Thème du colloque
Traduction technique et technicité(s) de la traduction ?
Traductologie de plein champ, neuvième édition
Comme l’a montré, notamment, Bruno Latour (2010), la technique est partout dans nos sociétés : comment ferions-nous sans ses omniprésents outils, objets, processus, applications... ? Et il est fort rare qu’elle se donne à voir comme telle : même l’architecture industrielle fait beaucoup plus penser au design qu’à un prolongement lointain et multimillénaire de ce que peut produire la main humaine. La technique, tout comme la traduction, est l’un des rouages essentiels et discrets du fonctionnement des sociétés. Trop discrets, peut-être.
Cette rencontre d’une invisibilité et d’une transparence mérite une exploration traductologique approfondie. Car la technique comme la traduction ne sont pas des objets aussi faciles à appréhender qu’on le penserait de prime abord. Rien de naturel chez elles : dans un cas comme dans l’autre, il faut mettre à distance les processus pour mieux les saisir et, potentiellement, agir sur eux. C’est ce que la Traductologie de plein champ s’efforce de faire, dans différents domaines, depuis sa création en 2007. Et ce sera également l’ambition de cette neuvième édition.
Paradoxalement, bien que le marché de la traduction repose très largement sur la traduction pragmatique depuis ses origines, la traductologie ne s’est intéressée que tardivement à la traduction technique, que nous entendrons ici au sens étroit, c’est-à-dire comme la traduction de textes concernant (pour reprendre une définition du Trésor de la langue française) « les applications de la science [et] de la connaissance scientifique ou théorique, dans les réalisations pratiques, les productions industrielles et économiques ». Les premiers auteurs qui se sont penchés de près ou de loin sur la 2 traduction technique et les langues de spécialité (Maillot en 1969, Wimmer en 1982, Kocourek en 1991 et Lerat en 1995) ont posé les prémices d’une théorisation. Par la suite, la perspective est restée essentiellement axée sur la pratique : Marquant (2005), Byrne (2010), Lagarde (2009) et Gile (2011).
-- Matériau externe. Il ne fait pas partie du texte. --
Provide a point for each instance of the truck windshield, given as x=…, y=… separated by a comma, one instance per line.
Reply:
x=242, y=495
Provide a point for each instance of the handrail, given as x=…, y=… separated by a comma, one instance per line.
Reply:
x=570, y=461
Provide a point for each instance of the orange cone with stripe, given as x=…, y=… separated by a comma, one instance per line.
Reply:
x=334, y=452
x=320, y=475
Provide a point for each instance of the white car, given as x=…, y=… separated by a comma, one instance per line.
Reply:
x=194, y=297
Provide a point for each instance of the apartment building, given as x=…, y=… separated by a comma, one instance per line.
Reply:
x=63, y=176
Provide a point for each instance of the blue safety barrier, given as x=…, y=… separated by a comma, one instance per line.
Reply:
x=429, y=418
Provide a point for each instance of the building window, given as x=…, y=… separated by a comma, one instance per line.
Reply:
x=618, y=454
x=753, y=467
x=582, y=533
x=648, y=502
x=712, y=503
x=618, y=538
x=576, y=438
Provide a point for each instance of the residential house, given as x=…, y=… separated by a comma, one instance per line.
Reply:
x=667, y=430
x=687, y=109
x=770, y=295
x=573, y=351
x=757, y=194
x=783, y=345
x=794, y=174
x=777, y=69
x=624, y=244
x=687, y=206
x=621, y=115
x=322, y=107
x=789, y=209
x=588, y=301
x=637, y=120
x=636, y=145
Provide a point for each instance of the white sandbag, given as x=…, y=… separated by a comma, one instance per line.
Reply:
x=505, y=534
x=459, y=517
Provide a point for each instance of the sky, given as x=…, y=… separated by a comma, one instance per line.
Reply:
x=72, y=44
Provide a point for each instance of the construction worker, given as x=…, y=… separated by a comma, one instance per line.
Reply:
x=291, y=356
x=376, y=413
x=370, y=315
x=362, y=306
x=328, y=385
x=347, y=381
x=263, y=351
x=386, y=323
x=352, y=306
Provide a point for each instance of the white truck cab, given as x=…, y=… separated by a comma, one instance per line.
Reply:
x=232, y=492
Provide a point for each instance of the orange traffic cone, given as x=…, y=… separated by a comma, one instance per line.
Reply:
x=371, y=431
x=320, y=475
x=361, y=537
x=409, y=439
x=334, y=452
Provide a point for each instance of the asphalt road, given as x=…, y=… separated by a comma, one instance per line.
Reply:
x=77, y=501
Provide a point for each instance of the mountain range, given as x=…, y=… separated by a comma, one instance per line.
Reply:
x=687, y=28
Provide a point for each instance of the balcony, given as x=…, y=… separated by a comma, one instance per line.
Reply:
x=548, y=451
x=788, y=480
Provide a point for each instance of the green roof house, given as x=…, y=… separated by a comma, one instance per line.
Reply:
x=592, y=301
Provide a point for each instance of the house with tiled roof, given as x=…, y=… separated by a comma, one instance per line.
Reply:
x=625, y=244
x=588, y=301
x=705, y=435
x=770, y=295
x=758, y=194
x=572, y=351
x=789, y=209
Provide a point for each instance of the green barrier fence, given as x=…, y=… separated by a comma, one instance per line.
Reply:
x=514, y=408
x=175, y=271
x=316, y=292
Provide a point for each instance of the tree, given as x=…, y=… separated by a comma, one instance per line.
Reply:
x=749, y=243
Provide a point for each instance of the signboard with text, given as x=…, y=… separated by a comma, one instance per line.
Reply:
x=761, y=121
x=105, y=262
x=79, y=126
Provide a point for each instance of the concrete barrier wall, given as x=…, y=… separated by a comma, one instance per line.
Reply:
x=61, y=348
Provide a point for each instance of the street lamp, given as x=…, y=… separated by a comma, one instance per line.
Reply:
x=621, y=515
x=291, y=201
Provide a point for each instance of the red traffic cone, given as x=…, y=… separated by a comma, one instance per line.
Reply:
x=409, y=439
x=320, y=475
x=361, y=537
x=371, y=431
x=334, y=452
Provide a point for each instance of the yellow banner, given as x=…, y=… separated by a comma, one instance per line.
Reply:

S’il existe une traduction technique, quelle est et quelle doit être la place de la technique dans les compétences sollicitées et dans leur enseignement ? Et, d’abord, comment définir cette traduction technique ? Faut-il la distinguer de la traduction spécifique ? Est-ce une question de langue de spécialité, de typologie textuelle (que l’on pense aux fictions à substrat professionnel, ou FASP, et à leur traduction...) ? Quelle porosité avec ces autres domaines que l’on nomme parfois traduction générale, ou traduction de presse ? Derrière ces questions se profile celle de la spécialisation des traducteurs. Traducteurs spécialisés, ou spécialistes de la traduction ? Le débat est ancien ; il garde son actualité. Un exemple : le point de vue des traductologues à ce sujet correspond-il aux choix opérés par les services de traduction pour la répartition de leurs ressources ?
La question des limites se pose également : entre mots et termes, entre terminologisation et déterminologisation, entre dénotation et connotation dans un texte spécialisé. Le concept de langue de spécialité, qui a été défini et redéfini, devrait-il céder le pas à celui de langage de spécialité, de sociolecte ? Faut-il étendre ces recherches, comme l’a proposé Mejri (2011), à la phraséologie, et montrer ainsi qu’un texte spécialisé est une alchimie de mots et de termes, au sein même de la spécialité ?
Une autre question qui mérite d’être reposée est celle des modèles, des compétences et des collaborations : la traduction doit-elle privilégier la langue correcte ou l’usage de la profession ? Faut- il s’appuyer prioritairement sur les groupes de discussion informels qui rassemblent traducteurs et spécialistes du domaine et/ou sur les banques de données terminologiques ? Qui fixe la norme ?
Enfin, quels sont les ingrédients culturels de la traduction technique ? Il semblerait ici difficile de faire l’économie de la culture du domaine comme de la culture de la profession, toutes deux adossées à une vaste culture générale. On considère parfois que la maîtrise de la technique (des outils de traduction, en particulier) suffit en soi pour assurer la pratique. Mais l’inflexion vers le seul axe technique pourrait bien être un leurre.